A paper delivered on March 17, 2014 at the 2014 Istanbul Liberty Network conference in Istanbul Turkey by Imad-ad-Dean Ahmad, Minaret of Freedom Institute

I have noticed that the main opposition to capitalism in the Muslim world, as in the third world in general, is its association with imperialism. This association is unfortunate and has impeded the Muslim world from engaging in the free markets that are its birthright under the Qur'an and sunnah. While some capitalists have eagerly pursued and benefitted from imperialist policies, as did such socialist regimes as the late, unlamented Soviet Union, not only is imperialism not an inherent element of capitalism, but it is inherently opposed to the principles of a free market, and has been condemned by such major advocates of free markets as Adam Smith, Edmund Burke, and Murray Rothbard. There are several reasons for this unfortunate association of imperialism and capitalism:

*    The establishment of crony capitalism in some of the puppet dictatorships established by capitalist imperialist powers
*    The tendency toward empire of emerging world powers from which neither the capitalist nor Islamic civilization have been exempt
*    The hijacking of the American right by the neoconservatives
*    The Westernization that has accompanied the opening of markets to the West, so-called "cultural imperialism"
*    The role of corporatism in the imperial enterprises of the Western  powers
*    The failure of modern conservatives and libertarians to categorically repudiate imperialism as a violation of free market principles...

Read the full paper: http://www.minaret.org/Imperialism.pdf

1 comment:

  1. I disagree with the author's argument that the only reason Muslims are skeptical about capitalism is its association with imperialism. "Capitalism" is indeed a pejorative term, because it does not simply mean "free markets" but connotes many other less pleasant things: Massive accumulation of wealth in the hands of a few while many are impoverished; the destruction of craft labor in favor of mass production of shoddy, identical products by people working in horribly inhuman conditions; and above all, a spiritual value system that directs people to put most of their energy and attention into struggling for material things in this life, rather than spiritual things in both this life and the next.

    Islam limits the free market in many ways. Most importantly, it tells us not to accumulate wealth, as Surat at-Takathur insists so succinctly. Without wealth accumulation, there is no capitalism as it exists today. The traditional Muslim market is "free" in the sense that it is untrammeled by government taxation and regulation; but each merchant makes sure that nobody comes out way ahead of anyone else. If one rug merchant is having a bad day while another makes a good sale, the lucky one spends the rest of the day directing customers to his "rival." All the merchants are motivated not by trying to make more money, but by trying to provide a good product at a fair price. Once they make more money than they need, they are under the religious obligation to give it away rather than pile it up. This is not the "rigorously competitive free market" of Adam Smith - and thank God for that!

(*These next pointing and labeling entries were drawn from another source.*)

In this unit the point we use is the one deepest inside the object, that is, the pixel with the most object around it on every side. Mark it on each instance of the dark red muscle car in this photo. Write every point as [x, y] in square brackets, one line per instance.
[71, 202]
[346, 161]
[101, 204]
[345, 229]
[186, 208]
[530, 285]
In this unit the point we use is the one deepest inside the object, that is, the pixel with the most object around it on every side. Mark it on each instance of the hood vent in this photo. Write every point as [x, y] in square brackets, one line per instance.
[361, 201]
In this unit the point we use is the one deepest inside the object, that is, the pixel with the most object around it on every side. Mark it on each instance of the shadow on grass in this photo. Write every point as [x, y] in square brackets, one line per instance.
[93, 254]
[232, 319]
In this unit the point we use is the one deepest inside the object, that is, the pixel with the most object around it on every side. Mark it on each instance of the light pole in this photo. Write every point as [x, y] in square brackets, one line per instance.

    The Qur'an warns us against the excessive enjoyment of the things of this world (consumer culture) by calling drinking alcohol and gambling "abominations." Today's capitalist, consumer-culture world is full of abominations never dreamed of in the time of the Prophet, SAAS. We are surely living in the end times, when ignorant Bedouin tribesman compete in building skyscrapers (a perfect description of Dubai and Riyadh) and "the slave girl gives birth to her mistress" (the flighty, irresponsible airhead has authority over the mature, responsible person - see Robert Bly's The Sibling Society for details).